Savage is already writing tracks for his second CD, while preparing to embark on a performance tour, with dates possible in Canada.

"We are absolutely going to have more records. We are writing the second album right now. It's a work in progress, we are promoting this CD but at the same time we are having fun performing it, and also laying down tracks for our second CD. Coming up to Canada sounds good to me, we'll try and make that happen. Canada has always been real supportive of me over the years, and I want to thank all my fans up there for that."

Savage approaches his music the same way he did his wrestling, giving it "one million percent." His classic feuds with Jake "The Snake" Roberts and Ric Flair, as well as the lengthy angle involving Elizabeth in the '80s and '90s are all fondly remembered by fans for the intense emotion they evoked. It is something that is lacking in today's wrestling.

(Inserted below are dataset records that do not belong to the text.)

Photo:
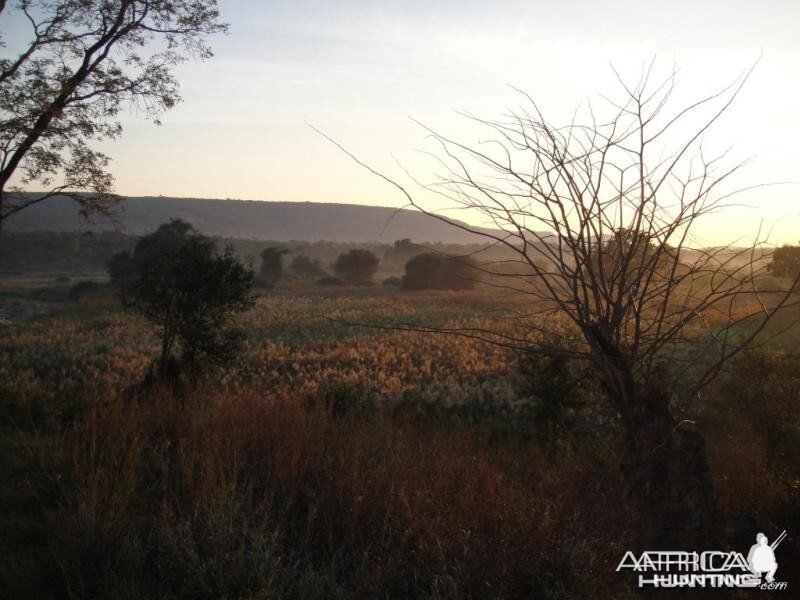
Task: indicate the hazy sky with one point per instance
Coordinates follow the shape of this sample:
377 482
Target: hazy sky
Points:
358 70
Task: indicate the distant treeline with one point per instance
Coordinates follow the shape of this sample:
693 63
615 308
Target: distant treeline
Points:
82 252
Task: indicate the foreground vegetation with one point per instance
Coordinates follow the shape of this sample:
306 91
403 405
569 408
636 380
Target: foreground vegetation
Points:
341 462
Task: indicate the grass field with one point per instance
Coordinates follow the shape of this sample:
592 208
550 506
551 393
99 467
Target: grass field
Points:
333 461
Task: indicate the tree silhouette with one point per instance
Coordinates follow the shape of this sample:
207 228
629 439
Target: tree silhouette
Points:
176 278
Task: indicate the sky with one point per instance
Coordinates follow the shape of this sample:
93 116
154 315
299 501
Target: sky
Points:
361 70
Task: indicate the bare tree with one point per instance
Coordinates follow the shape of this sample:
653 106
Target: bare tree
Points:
85 60
597 220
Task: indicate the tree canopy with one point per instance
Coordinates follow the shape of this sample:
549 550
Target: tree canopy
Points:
63 90
178 280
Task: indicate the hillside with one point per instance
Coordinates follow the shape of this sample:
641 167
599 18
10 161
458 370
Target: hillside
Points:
247 219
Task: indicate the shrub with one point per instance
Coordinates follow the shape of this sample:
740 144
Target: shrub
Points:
271 265
305 267
328 280
82 288
392 281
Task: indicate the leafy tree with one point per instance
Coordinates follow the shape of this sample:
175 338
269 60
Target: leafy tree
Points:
84 61
785 261
176 278
306 267
356 266
271 264
432 271
401 252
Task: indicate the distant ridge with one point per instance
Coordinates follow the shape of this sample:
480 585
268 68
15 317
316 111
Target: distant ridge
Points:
251 219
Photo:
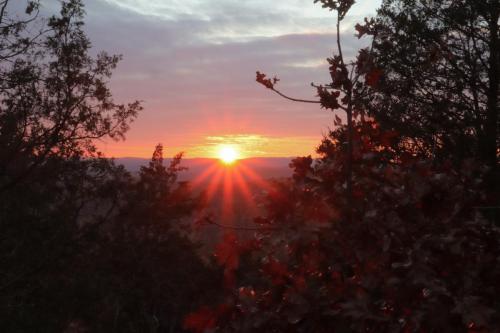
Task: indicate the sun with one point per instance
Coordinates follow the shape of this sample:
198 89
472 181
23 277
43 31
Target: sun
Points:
227 154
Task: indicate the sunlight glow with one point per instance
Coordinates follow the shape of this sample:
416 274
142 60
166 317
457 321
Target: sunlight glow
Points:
227 154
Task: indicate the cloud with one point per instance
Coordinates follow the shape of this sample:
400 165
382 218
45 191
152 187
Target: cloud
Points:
193 64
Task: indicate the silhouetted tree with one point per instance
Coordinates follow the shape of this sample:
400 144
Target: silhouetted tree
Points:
55 100
441 71
404 251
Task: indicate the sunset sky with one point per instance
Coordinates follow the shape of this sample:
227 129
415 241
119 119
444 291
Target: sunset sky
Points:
193 64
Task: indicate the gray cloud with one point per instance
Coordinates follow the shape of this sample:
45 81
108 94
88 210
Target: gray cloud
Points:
194 61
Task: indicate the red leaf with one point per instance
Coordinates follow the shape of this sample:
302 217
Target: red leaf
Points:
373 77
227 252
201 320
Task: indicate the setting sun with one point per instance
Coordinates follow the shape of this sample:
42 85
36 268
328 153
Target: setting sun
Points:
227 154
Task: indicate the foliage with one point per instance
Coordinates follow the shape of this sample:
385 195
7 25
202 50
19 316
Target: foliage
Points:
376 235
442 69
84 245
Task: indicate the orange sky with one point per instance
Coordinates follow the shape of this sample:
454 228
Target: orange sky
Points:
193 65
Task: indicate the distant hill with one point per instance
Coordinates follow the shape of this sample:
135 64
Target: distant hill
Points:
265 168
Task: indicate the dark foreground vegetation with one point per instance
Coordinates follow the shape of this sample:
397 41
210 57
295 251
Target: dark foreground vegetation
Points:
394 228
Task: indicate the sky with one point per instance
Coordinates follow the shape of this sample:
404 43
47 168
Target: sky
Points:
193 64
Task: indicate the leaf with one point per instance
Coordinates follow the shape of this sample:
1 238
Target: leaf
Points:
227 252
373 77
201 320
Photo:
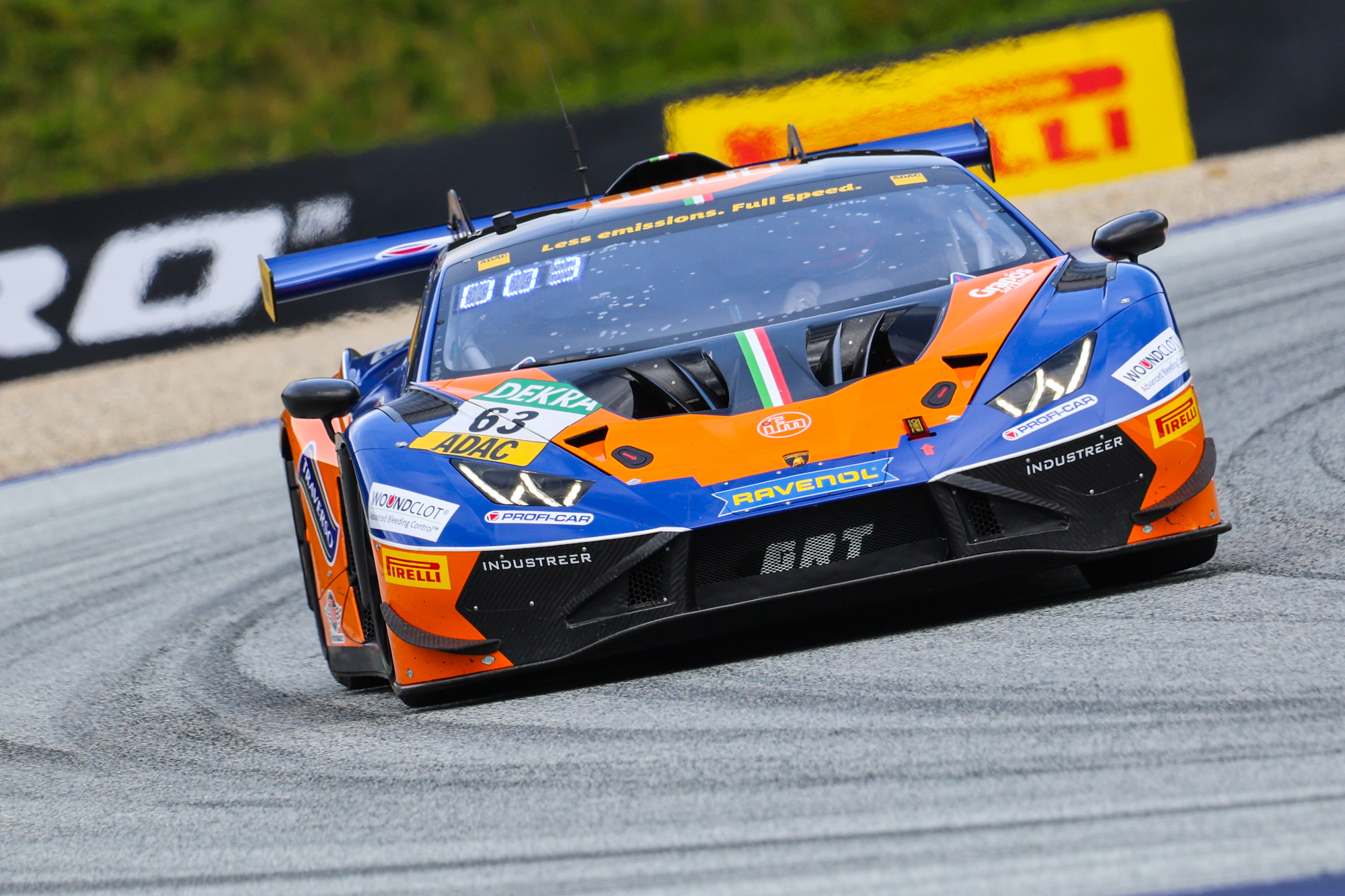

"Getting into the angle a million percent and having that translate in the ring is probably the secret. It's not really a secret, you have to build up to something and the longer you build it up, as long as it is interesting, the bigger the explosion will be when the match actually happens. Wrestling is emotional you have to be into it in order to translate that to the wrestling fans, and that is what they deserve."

Savage isn't the only wrestler to foray into rap music. WWE's John Cena currently plays the role of a hip-hopper on Smackdown!, and is reportedly planning on releasing a CD. So who would win a rap-off between the two?

"I don't know who would win that one. Cena takes himself more seriously then he should. I don't take myself that seriously as a rapper. I've heard he is really out there, that he says he bleeds hip-hop. I've asked my DJ Big K about Cena's skills and K said he shouldn't take himself that seriously."

One of the tracks on the CD "I'm Back" says, "People want to know if Randy's still in the ring." The answer is no.

"I am done with my wrestling career unless Hulk Hogan accepts my challenge then I will be right there and we will have the first 'real' fight in professional wrestling history."

In the meantime, Savage continues to promote his CD and plan his musical future.

"I hope the best is yet to come and I can continue to entertain fans in a different way."